Similarly, sixth inclined ramp surface 66 is oriented at a sixth inclined ramp
angle
68 relative to third local reference axis 124. In the embodiment seen in FIG.
7A,
third ramp 60 is located between first and second ramps 50, 90 and is
angularly
offset from first ramp 50 by a first offset angle 102. In some embodiments,
first
offset angle 102 is between about seventy degrees and about eighty degrees. In
yet
another embodiment, first offset angle 102 is about seventy-five degrees.

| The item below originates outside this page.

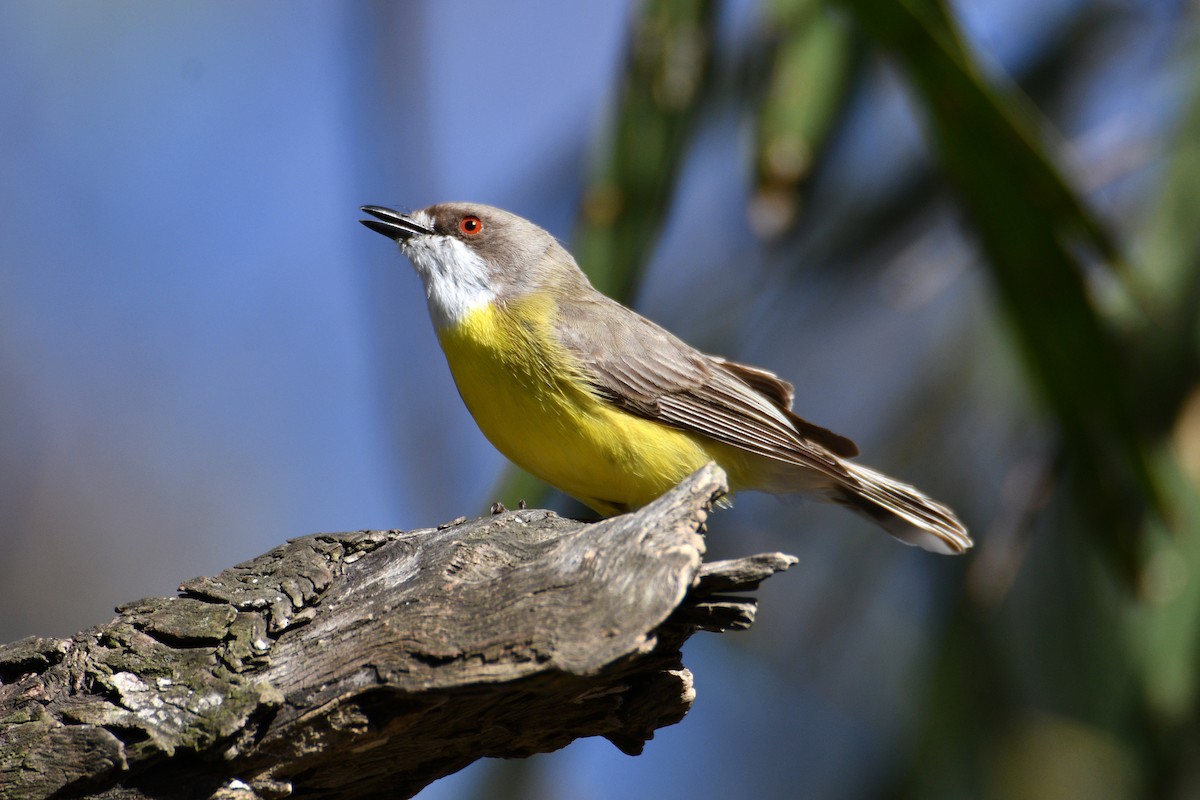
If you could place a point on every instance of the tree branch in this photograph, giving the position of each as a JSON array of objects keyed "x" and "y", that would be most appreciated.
[{"x": 371, "y": 663}]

[0051] Referring to FIG. 7A and FIG. 7C, in some embodiments, container 10
includes a fourth closure-retaining structure, or fourth ramp 70, extending
from
neck surface 108. Fourth ramp 70 includes a seventh inclined ramp surface 72
oriented at a seventh inclined ramp angle 74. Fourth ramp 70 also includes an
eighth inclined ramp surface 76 oriented at an eighth inclined ramp angle 78.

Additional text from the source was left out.